Emiel CraccoHaeeun LeeGoedele van BelleLisa QuenonPatrick HaggardBruno RossionGuido OrgsPublished in: Cerebral cortex (New York, N.Y. : 1991) (2021)
The human brain has dedicated mechanisms for processing other people's movements. Previous research has revealed how these mechanisms contribute to perceiving the movements of individuals but has left open how we perceive groups of people moving together. Across three experiments, we test whether movement perception depends on the spatiotemporal relationships among the movements of multiple agents. In Experiment 1, we combine EEG frequency tagging with apparent human motion and show that posture and movement perception can be dissociated at harmonically related frequencies of stimulus presentation. We then show that movement but not posture processing is enhanced when observing multiple agents move in synchrony.
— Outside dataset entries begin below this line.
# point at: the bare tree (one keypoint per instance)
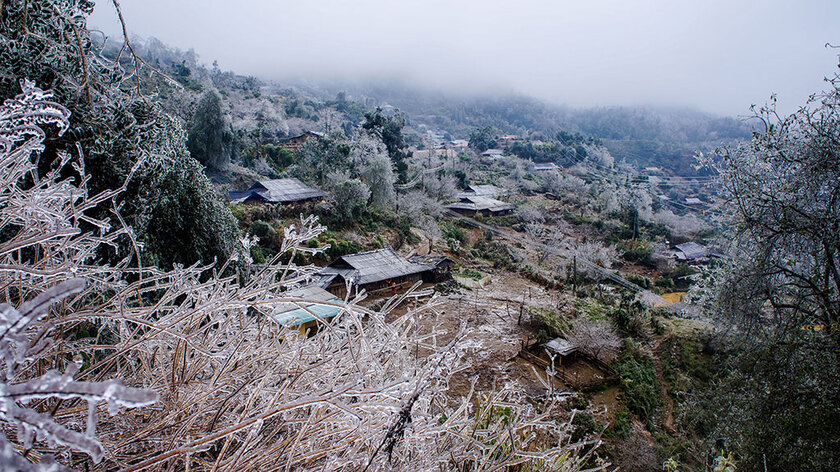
(216, 383)
(596, 338)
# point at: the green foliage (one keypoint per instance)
(187, 222)
(277, 157)
(168, 203)
(555, 321)
(316, 158)
(209, 141)
(585, 426)
(636, 250)
(639, 383)
(341, 247)
(451, 231)
(351, 197)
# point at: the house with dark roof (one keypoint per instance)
(471, 204)
(374, 271)
(439, 267)
(297, 141)
(306, 308)
(277, 191)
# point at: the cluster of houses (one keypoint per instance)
(381, 271)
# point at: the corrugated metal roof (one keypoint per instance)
(560, 346)
(373, 266)
(693, 250)
(430, 260)
(239, 196)
(312, 300)
(486, 190)
(285, 190)
(478, 203)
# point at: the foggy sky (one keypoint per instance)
(715, 55)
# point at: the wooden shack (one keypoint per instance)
(439, 267)
(296, 142)
(470, 205)
(306, 308)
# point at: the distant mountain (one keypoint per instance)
(666, 137)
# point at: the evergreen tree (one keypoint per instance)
(208, 137)
(389, 130)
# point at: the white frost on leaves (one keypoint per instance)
(46, 215)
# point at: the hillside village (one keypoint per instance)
(258, 275)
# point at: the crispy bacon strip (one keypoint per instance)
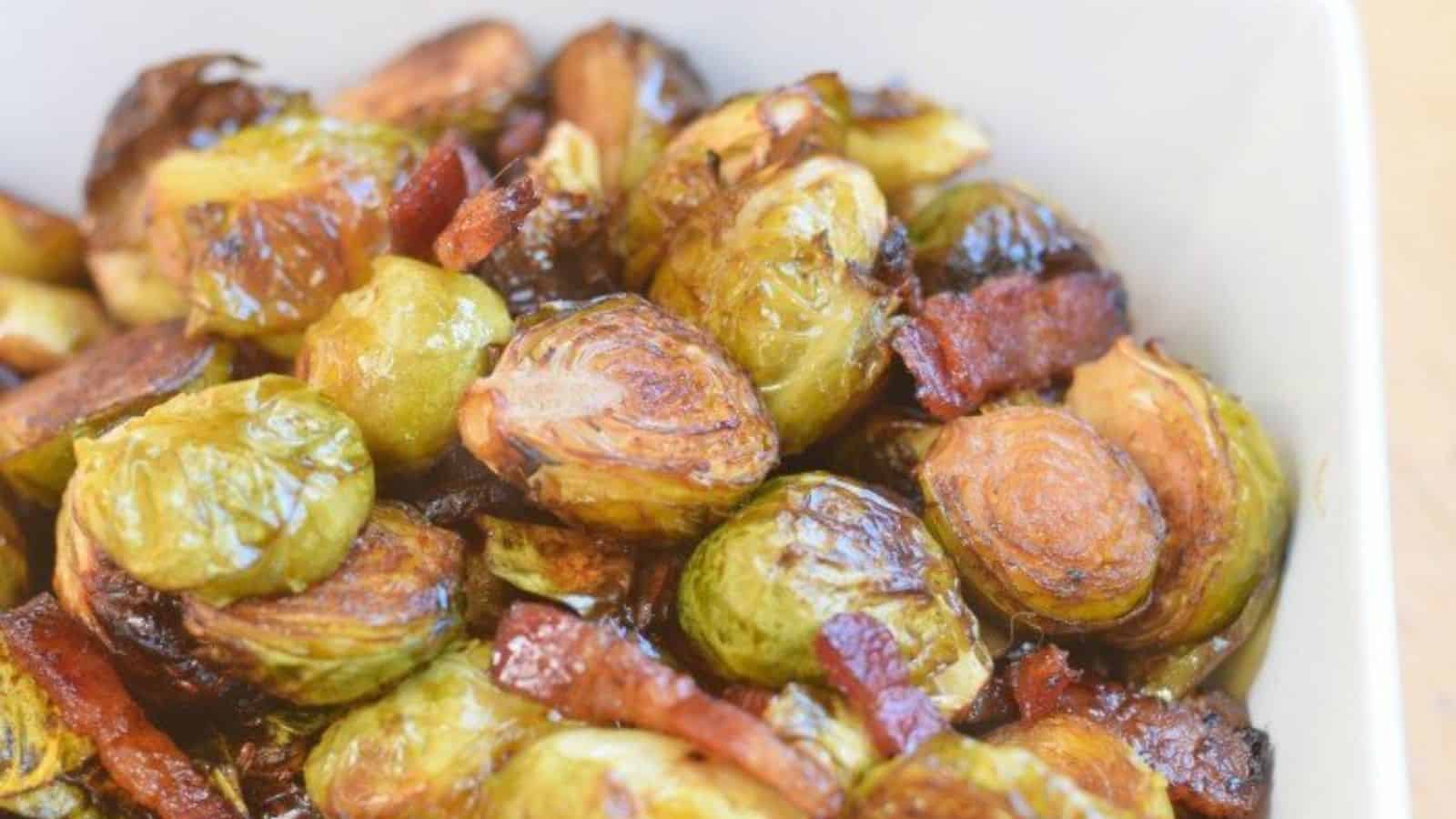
(424, 207)
(587, 672)
(1012, 332)
(484, 222)
(864, 662)
(72, 668)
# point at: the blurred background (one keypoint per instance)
(1412, 80)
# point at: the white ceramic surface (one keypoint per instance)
(1220, 147)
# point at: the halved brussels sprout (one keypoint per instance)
(1216, 477)
(36, 244)
(426, 748)
(109, 382)
(579, 570)
(718, 150)
(171, 106)
(1096, 758)
(35, 745)
(390, 606)
(953, 777)
(268, 227)
(622, 419)
(907, 140)
(808, 547)
(399, 353)
(1048, 523)
(630, 91)
(41, 325)
(252, 487)
(466, 77)
(611, 773)
(778, 271)
(975, 230)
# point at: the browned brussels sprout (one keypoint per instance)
(118, 378)
(466, 77)
(390, 606)
(776, 270)
(1050, 525)
(630, 91)
(759, 588)
(269, 227)
(715, 152)
(1096, 758)
(399, 353)
(622, 419)
(1216, 477)
(36, 244)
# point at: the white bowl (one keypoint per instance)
(1220, 149)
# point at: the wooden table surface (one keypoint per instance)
(1412, 79)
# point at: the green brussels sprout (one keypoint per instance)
(808, 547)
(718, 150)
(36, 244)
(1050, 525)
(630, 91)
(399, 353)
(953, 777)
(41, 324)
(252, 487)
(611, 773)
(907, 140)
(426, 748)
(390, 606)
(113, 380)
(975, 230)
(268, 227)
(778, 271)
(1218, 481)
(1092, 756)
(622, 419)
(579, 570)
(35, 745)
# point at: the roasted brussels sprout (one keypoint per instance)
(247, 489)
(976, 230)
(630, 91)
(1050, 525)
(390, 606)
(715, 152)
(759, 588)
(776, 271)
(606, 773)
(399, 353)
(171, 106)
(907, 140)
(953, 777)
(269, 225)
(622, 419)
(109, 382)
(41, 325)
(1216, 477)
(579, 570)
(426, 748)
(466, 77)
(1096, 758)
(36, 244)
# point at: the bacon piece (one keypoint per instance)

Movement processing was strongest for fluently moving synchronous groups (Experiment 2) and was perturbed by inversion (Experiment 3). Our findings suggest that processing group movement relies on binding body postures into movements and individual movements into groups. Enhanced perceptual processing of movement synchrony may form the basis for higher order social phenomena such as group alignment and its social consequences.